Shoulder to Shoulder "seeks to create an integrated healthcare system providing primary care physician access within a one hour walk and specialty services within a one hour drive," according to its website. "Our systematic approach provides a high standard of care through affiliations with U.S. universities, and our commitment to local engagement."
Israel is a native of Haiti, as well as a physician. She worked in Haiti as a doctor and health program coordinator before coming to the U.S. to study as a Fulbright scholar.

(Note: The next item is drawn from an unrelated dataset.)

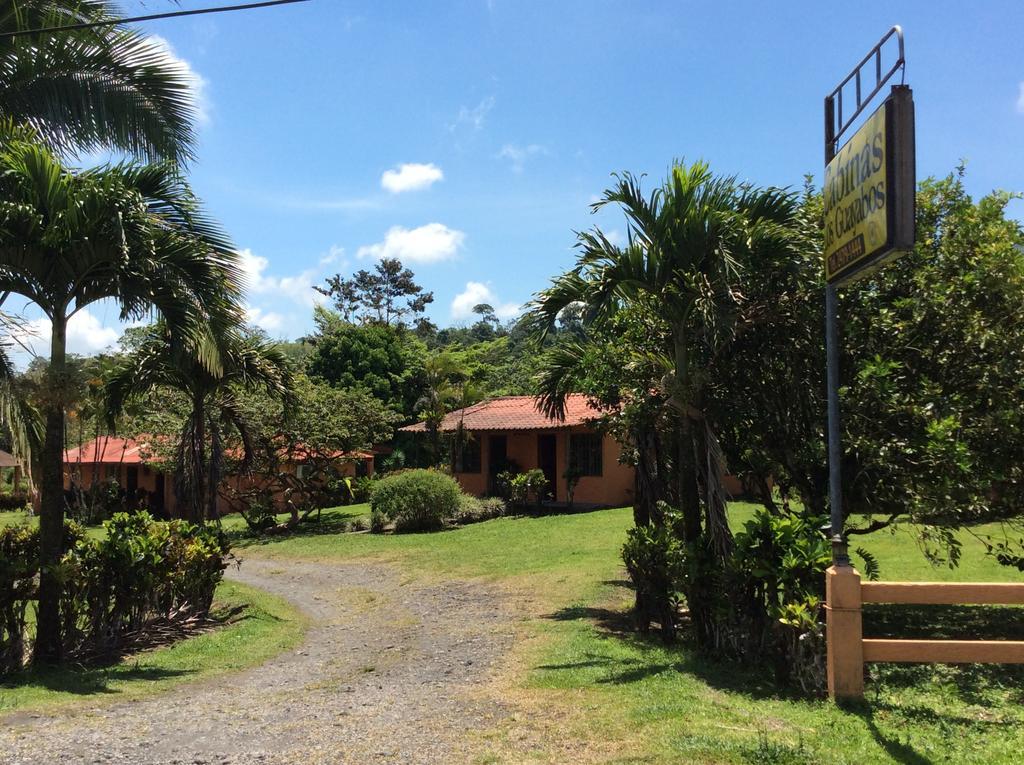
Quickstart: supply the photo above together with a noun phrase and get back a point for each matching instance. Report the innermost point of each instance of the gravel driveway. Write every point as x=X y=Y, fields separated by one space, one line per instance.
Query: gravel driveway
x=391 y=671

She offers the perspective of a Haitian citizen who is also an expert on health issues.
Working with the Center for Public Health System and Services Research (CPHSSR) within the College of Public Health, Israel is gaining specific knowledge in workforce development, health systems quality improvement and other areas.
"In addition to the mentorship, the CPHSSR is actively trying to link me with organizations and institutes that may provide me with resources to implement a health project significantly contributing to the improvement of the Haitian health system," said Israel. "It is important for UK and Lexington, because Haiti is a country neighbor and also because a potential cooperation between UK and Haitian health institutions could have positive consequences for UK."
The Council of Endowed Professors and Chairs plans to host a series of public forums covering a broad range of issues, according to Mike Reid, Council Secretary and Shih-Chun Wang Professor and Chair of the Department of Physiology.
"We wanted to talk to student groups and faculty-led initiatives that focus on Haiti and show their effectiveness and efficiency, but we also wanted a global view of what our government is doing to spread awareness and consciousness in the community," said Reid. "This issue has inherent moral, ethical, economic, and political implications, but there are many opportunities for collaboration. Different perspectives can illuminate a problem."
This spring, the Council plans to bring Harvard law professor and Troubled Assets Relief Program (TARP) Congressional Oversight Panel chair Elizabeth Warren to campus, as well as hosting a one-day forum on community engagement.
The Council will host a reception following the forum at the Boone Center from 4-5:30 p.m.